Pensate, pensate, o povere piante,

i suoi occhi dicevano che non voleva morire,

ch'era così giovane ancora e così bella,

che voleva vivere ancora,

per me, per me,

per amare sempre me, -

che non voleva morire, -

che doveva morire, e non voleva!

Che cosa potevo farle io?

Tutta la povera natura desolata intorno

pronunciava la immensa sventura: -

Anche lei, anche lei

doveva morire!

Guardò senza parlare

il largo sedile formato dalla roccia

dove avevamo letto insieme

un tragico romanzo di Dostoevskij.

Rabbrividii pensando a quella lettura.

Mentre io leggevo, ella mi seguiva

cogli occhi cupi e fiammeggianti:

la lettura metteva terrore

fino in fondo all'anima.

Siamo passati insieme di qui. Ella sorrise

a vedere l'antico torniché di legno, disfatto dal tempo,

dove avevamo giuocato tante volte

da ragazzi.

Ella sorrise

perché la sua bontà e la sua soavità

erano infinite.

Io la feci passare per prima, e le feci un grande inchino

per farla sorridere ancora.

Ma ella non sorrise più.

Sembrava che entrasse nel regno della morte.

Il suo passo era più incerto ancora,

come esitante, in un mondo nuovo in cui il corpo contava poco.

Scendeva sempre tacendo

per le roccie tagliate a gradini:

guardava le acque piangenti, come sorelle,

le piante spogliate, come sorelle,

le foglie morte in terra, come sorelle morte.

Non pianse, come inaridita.

Appoggiò la sua guancia così dolcemente scarna e patita

sulla mia spalla,

e mi disse, guardando il dolore e la morte che la circondavano: - Alberto, io vado.

Alberto! ho pochi giorni da vivere ancora. -

Diceva questo, e non trovava neppure lagrime da piangere.
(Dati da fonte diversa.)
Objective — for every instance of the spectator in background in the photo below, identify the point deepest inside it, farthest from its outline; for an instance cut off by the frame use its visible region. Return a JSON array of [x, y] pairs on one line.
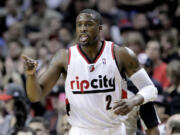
[[173, 71], [12, 15], [173, 125], [24, 131], [38, 20], [16, 108], [39, 125], [169, 47], [153, 51], [135, 41], [148, 65], [53, 112]]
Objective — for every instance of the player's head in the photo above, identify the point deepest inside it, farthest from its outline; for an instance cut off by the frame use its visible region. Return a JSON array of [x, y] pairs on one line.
[[88, 26]]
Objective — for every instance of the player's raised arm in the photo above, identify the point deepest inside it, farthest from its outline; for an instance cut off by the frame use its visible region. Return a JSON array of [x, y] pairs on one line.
[[147, 91], [38, 87]]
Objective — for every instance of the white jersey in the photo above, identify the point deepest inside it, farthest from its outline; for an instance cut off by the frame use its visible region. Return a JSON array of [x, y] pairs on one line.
[[92, 87]]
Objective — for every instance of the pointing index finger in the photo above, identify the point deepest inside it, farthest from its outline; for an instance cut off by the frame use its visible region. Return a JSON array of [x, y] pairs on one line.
[[24, 57]]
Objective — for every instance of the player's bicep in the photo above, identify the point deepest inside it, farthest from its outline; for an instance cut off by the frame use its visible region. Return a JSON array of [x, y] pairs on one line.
[[49, 78]]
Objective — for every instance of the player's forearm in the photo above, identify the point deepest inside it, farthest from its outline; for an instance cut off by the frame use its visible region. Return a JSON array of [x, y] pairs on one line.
[[33, 88]]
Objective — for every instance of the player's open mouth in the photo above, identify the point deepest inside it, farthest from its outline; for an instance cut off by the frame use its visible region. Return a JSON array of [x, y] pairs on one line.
[[83, 38]]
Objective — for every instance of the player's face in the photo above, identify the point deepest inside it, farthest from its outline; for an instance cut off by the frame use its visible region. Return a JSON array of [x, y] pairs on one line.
[[87, 29]]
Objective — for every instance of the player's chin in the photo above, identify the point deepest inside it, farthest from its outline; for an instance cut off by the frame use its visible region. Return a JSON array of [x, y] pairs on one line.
[[85, 43]]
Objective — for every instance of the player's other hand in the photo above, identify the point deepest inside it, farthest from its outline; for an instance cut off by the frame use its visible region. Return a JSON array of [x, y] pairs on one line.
[[30, 65], [123, 107]]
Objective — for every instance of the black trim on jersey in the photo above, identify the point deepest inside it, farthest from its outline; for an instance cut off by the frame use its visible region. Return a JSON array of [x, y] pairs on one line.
[[89, 60], [93, 91]]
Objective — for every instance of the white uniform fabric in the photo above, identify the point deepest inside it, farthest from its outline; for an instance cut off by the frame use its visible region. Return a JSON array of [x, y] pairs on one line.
[[131, 122], [91, 89]]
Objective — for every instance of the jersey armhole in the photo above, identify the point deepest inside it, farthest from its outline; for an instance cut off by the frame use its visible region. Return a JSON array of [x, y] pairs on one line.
[[122, 72], [112, 50], [69, 56]]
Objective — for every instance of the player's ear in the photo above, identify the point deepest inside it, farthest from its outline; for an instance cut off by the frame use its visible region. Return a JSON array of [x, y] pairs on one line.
[[100, 27]]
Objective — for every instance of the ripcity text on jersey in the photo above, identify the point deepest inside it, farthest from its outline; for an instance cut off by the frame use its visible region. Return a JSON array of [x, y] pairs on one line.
[[93, 87]]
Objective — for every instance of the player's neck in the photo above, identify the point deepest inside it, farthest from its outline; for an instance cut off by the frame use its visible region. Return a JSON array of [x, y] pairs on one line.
[[92, 50]]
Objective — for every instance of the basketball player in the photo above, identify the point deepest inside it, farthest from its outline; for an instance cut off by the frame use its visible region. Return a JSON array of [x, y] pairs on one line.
[[93, 81]]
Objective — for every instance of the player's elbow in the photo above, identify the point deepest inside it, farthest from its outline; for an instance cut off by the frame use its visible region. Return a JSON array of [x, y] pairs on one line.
[[149, 93], [33, 98]]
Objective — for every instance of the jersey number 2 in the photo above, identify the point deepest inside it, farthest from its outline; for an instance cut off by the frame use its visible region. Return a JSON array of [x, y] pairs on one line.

Non avendo altro, mi dava dei baci,

molti baci silenziosi sulla mia spalla

e giù, vicino al cuore, -

cosa tremenda - baci invece di lagrime. -

La sua miseria era infinita; -

ma era eguale quella della natura:

sembrava una sola anima di morte e di dolore, -

sembrava che finissero insieme

i giorni ultimi.

Era come una musica fatale.

Mi sembrava ch'ella cantasse cantasse

d'un canto straziato senza voce e senza moto,

ed ogni cosa la seguisse

nel canto, nel pianto mesto e soffocato,

il cielo torbido, le piante spogliate,

le acque, le foglie morte.

Ora, vedendovi ancora,

o cose tristi, come quel giorno,

cerco ancora di lei,

e vorrei ancora sentire il suo viso dolente

ad appoggiarsi sulla mia spalla.

Perché non la trovo? Perché sono solo? E perché voi,

o piante, siete sempre eguali?

Perché piangete ancora e vi disperate

ora che la regina della morte e del dolore

non viene più a piangere tra voi?

E voi acque, perché vi lamentate ancora

come quando vi ascoltava lei?

E voi, o foglie, perché vi distendete in terra

così dolorosamente,

perché vi posate morte sui bacini di acqua morta,

se lei non vi deve vedere e compatire mai più?

Ah dunque tutto è una commedia eterna,

una illusione amara,

un vano simulacro di un'anima che non c'è?

Autunno santo, o mio amore triste,

sei una chimera anche tu?


(da Dal simbolismo al déco, Einaudi, Torino 1981, tomo secondo, pp. 323-326)





NOTE

¹) Da: Gian Pietro Lucini, Il Verso Libero, ristampa anastatica, Interlinea, Novara 2008, pp. 605-606.